SELF-CARE AND EXERCISE
In regard to good mental health, some of the most important practices are also some of the most simple, the panelists said. Diet and exercise, for example, are at the top of the list.
“I would say that a key component to being healthy mentally is to be healthy physically because we can’t really separate one sphere of our functioning from the other,” Hannaford said. “We know that if we feel good emotionally, we tend to feel better physically and so on and so forth.”
Pastors and church leaders can sometimes struggle with these things because of their schedules.
“For years, I was involved in the health screening at the Southern Baptist Convention for pastors,” said Hannaford. “And what we discovered was that 57 percent of all the pastors who we screened were at moderate to high risk for cardiovascular disease.”
Hannaford said those trends can be reversed, but only if pastors and church leaders make exercise a high priority in their lives.

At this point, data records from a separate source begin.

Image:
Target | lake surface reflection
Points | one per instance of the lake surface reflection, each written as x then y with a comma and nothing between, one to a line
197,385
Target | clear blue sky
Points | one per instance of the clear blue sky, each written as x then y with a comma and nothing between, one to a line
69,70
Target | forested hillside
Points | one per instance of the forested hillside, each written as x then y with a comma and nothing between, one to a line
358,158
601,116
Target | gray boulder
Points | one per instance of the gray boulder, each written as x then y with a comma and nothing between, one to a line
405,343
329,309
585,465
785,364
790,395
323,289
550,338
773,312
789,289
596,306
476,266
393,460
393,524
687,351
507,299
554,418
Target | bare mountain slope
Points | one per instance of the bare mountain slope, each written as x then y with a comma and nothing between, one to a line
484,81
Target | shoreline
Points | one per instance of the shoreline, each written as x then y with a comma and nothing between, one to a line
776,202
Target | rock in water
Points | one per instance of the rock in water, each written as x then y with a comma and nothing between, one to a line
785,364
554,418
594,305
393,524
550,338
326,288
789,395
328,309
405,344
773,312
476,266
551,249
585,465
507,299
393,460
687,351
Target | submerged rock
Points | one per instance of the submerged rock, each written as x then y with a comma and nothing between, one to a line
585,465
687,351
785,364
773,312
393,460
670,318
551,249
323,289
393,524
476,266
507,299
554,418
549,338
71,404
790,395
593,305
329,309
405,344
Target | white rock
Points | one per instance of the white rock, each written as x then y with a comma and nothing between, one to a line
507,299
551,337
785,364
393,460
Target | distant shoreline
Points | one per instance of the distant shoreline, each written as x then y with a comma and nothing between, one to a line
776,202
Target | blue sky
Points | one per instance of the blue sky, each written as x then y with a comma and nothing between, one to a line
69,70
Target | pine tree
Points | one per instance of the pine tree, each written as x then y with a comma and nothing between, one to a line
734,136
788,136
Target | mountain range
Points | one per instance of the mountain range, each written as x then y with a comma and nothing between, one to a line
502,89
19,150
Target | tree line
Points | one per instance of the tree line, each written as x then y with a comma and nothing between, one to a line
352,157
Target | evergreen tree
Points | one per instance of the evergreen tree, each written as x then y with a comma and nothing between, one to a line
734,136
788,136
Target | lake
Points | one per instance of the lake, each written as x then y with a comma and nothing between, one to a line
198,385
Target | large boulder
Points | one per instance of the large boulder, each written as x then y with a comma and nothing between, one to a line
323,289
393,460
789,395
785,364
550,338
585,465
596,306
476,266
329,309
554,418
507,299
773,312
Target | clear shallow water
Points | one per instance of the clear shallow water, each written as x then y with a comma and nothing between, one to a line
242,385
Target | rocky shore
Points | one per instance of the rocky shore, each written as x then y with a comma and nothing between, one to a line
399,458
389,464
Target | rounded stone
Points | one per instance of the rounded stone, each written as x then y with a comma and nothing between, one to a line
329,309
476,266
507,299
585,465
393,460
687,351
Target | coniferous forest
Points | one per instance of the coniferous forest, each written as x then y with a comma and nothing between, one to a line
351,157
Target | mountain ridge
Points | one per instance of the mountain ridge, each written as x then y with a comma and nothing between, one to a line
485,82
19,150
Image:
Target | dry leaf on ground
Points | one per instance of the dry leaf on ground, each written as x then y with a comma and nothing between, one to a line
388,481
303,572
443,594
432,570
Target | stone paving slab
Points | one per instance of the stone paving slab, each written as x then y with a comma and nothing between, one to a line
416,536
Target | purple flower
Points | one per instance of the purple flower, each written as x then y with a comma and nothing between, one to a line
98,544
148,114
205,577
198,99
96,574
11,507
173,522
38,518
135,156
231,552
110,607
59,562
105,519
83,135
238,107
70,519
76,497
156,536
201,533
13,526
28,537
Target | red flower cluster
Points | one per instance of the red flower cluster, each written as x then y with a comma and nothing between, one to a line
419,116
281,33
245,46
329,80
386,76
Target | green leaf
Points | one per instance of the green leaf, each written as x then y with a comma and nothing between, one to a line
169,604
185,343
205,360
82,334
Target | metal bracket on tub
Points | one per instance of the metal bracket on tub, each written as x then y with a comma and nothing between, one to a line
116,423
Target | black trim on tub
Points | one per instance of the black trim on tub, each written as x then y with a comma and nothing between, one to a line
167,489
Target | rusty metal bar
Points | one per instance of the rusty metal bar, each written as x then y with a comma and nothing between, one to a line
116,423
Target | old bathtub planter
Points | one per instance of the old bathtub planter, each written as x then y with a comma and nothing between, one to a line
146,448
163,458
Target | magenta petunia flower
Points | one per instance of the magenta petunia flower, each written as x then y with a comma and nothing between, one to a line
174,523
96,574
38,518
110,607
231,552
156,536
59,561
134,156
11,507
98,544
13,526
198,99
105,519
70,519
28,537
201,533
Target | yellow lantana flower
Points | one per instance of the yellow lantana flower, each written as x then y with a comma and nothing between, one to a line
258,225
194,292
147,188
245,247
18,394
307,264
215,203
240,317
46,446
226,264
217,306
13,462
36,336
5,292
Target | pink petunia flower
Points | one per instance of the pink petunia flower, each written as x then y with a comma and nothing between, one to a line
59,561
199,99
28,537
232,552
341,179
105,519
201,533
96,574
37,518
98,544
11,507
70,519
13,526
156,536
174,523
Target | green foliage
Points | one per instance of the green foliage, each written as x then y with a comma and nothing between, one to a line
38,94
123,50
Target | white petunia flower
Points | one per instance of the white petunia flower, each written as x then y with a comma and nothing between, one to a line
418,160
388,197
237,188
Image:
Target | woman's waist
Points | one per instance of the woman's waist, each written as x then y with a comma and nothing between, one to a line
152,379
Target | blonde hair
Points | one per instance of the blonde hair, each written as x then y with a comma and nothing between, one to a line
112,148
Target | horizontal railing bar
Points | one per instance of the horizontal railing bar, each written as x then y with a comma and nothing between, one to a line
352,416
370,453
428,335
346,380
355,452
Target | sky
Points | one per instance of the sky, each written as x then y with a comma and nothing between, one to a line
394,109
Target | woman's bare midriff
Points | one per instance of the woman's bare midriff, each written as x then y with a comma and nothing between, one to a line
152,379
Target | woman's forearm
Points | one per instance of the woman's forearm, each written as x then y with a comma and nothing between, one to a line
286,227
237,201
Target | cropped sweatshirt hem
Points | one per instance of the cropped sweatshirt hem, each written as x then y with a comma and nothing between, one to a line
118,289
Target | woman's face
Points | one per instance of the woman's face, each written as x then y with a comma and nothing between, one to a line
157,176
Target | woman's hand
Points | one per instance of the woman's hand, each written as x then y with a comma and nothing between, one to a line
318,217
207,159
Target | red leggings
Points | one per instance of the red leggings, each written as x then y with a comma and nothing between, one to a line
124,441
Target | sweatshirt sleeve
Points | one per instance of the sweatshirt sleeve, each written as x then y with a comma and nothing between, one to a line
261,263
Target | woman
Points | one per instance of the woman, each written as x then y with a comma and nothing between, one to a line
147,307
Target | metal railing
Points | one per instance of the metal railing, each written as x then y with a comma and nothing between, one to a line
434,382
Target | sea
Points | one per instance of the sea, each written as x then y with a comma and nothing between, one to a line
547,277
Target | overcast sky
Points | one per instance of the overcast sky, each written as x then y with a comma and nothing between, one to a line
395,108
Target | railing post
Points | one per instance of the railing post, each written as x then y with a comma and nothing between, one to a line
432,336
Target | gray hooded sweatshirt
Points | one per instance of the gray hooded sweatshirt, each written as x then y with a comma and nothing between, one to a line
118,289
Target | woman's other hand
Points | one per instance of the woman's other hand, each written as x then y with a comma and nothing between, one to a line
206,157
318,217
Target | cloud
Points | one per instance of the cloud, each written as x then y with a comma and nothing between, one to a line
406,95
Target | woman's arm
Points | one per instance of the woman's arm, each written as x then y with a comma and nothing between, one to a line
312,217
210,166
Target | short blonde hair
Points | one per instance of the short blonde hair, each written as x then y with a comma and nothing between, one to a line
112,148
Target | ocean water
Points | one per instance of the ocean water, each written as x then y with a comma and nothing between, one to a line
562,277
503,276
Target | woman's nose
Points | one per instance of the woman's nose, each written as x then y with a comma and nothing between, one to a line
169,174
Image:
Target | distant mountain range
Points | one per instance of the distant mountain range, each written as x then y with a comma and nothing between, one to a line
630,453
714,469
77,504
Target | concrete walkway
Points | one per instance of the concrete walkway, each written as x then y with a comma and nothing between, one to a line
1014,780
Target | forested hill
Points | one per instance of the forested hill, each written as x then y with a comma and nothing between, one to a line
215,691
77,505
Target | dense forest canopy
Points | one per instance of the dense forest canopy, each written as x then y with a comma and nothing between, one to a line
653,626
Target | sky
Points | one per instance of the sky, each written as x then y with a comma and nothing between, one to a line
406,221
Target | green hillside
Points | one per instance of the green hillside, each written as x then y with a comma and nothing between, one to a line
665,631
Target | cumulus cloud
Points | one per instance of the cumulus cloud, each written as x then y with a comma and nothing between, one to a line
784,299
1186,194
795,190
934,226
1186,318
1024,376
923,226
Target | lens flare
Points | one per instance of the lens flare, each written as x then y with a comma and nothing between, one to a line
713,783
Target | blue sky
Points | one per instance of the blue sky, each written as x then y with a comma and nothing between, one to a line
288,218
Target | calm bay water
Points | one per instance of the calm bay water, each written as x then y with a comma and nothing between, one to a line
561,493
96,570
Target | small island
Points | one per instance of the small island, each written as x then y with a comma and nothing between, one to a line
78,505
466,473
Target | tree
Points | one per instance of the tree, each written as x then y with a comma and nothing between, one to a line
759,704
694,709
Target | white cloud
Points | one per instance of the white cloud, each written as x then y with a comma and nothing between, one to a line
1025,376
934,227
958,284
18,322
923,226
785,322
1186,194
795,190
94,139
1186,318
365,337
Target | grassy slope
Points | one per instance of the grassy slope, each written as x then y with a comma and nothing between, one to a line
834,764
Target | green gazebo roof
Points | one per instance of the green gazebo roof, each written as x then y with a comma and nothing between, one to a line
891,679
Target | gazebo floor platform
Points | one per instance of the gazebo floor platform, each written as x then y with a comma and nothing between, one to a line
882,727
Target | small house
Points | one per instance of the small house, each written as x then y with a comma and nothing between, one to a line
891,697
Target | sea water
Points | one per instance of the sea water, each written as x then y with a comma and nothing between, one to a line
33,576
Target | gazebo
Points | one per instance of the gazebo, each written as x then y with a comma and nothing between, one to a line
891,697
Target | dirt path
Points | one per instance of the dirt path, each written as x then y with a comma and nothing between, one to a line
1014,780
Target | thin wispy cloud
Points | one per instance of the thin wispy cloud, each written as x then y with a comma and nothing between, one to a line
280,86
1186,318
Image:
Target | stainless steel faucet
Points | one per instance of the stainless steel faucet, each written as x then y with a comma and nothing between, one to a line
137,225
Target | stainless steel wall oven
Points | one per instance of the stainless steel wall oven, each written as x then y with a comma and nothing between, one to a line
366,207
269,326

“I think that you need to find some activity,” he said. “And I always encourage people to do that as a family or as a couple. I think that you begin to look at the food that you eat … and make small, moderate changes over a period of time.”
Webb agreed, saying that “going for a walk” is something that he commonly suggests to those he is counseling.
“Exercise — walking, running or whatever it may be — will help to reduce anxiety and depression,” he said.
Webb said an individual’s physical health can often be linked to his spiritual well-being. He noted that famed pastor Adrian Rogers, a three-time Southern Baptist Convention president, had a sermon in which he emphasized that “when we’re out of kilter in our happiness and out of kilter in our healthiness, then we get out of kilter in our holiness.”
Evans added that maintaining a healthy attitude is one element that cannot be undervalued, and that pastors and church leaders should “make sure that we communicate a message of hope.”
“No matter how dark the days get, there is hope,” she said. “You can be healthy, you can be happy.”